This patch of lupine that I photographed recently had me thinking about isolated spots for photographing specific things. There may be a huge forest, woodland, field, prairie, or riverside that goes on for miles, but for very small sections of these places, sometimes there is something very unique to be found. Perhaps a flower that grows there, and only there. In a way, these things take root and make the place ‘home.’
I know Wild Lupine like to grow on banks and in dry, sandy soil. There are plenty of both all around this area, yet the Lupine only grow here, and one other spot quite a distance away that I know of. For as long as I have returned to this spot (probably going on 7 years now) – they just keep to themselves in this area. Not much migration through the woods, not much reduction in the area either.
I wonder if this is in their genetic makeup. They tend to keep to themselves once reaching a certain population size. Could this offer possible survival benefits?
It seems this way with a lot of spring wildflowers in this area. Certain spots are good for certain things, and I am sure soil chemistry, daylight, and all that botanical bonanza of biology come into play. It is just interesting how very specific those spots can be.

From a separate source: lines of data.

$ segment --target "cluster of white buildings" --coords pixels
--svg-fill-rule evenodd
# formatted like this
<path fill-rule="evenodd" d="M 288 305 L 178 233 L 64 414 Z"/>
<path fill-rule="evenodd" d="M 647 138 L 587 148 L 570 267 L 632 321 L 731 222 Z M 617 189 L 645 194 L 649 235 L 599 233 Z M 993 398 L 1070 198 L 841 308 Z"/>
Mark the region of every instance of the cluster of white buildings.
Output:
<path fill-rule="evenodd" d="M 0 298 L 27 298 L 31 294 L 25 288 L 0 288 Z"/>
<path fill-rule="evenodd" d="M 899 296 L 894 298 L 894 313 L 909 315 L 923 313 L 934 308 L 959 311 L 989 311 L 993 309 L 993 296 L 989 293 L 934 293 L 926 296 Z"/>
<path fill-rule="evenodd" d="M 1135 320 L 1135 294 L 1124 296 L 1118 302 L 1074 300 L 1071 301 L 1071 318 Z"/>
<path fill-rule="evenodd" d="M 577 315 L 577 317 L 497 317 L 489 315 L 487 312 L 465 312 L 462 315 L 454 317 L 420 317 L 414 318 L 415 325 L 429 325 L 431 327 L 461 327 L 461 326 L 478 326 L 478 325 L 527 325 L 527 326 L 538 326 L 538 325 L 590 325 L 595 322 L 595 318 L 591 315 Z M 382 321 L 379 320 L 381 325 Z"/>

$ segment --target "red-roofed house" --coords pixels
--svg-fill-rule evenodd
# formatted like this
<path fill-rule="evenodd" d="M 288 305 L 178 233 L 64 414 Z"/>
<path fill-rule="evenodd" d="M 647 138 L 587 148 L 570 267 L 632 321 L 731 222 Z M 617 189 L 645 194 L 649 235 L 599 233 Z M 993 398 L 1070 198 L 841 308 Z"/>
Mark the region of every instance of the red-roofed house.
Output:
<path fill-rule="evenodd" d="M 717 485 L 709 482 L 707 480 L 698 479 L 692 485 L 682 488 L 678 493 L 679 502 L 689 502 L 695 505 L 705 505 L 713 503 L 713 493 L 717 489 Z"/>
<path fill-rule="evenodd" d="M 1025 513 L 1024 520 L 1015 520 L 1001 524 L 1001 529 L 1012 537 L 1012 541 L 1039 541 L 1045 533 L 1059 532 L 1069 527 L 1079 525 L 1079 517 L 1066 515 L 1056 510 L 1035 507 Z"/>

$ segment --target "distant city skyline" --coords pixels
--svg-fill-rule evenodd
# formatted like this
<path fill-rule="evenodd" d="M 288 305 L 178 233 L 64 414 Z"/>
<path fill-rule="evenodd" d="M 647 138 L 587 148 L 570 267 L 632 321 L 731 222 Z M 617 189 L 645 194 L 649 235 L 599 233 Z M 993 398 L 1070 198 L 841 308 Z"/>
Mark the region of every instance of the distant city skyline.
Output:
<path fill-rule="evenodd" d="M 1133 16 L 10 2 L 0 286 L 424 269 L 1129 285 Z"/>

Photographing these flowers can be a real test of your patience. The first day I went, I was just pleased to hit the bloom at peak, about a week or so earlier than the last time I was here. But the light was dark overcast, and there was a constant morning breeze – a real joy with tall stalks of flowers. The second attempt I was granted better light, but the breeze was still there, although a bit reduced. You had to time the exposure during those lulls, and sometimes that meant some waiting. I worked the area quite a bit, and then as the sun rose higher, it began to shine through the trees, and I knew that the moment had come. Stopping down to f22 gives the starburst effect, and I just positioned myself at the bottom of the bank and waited.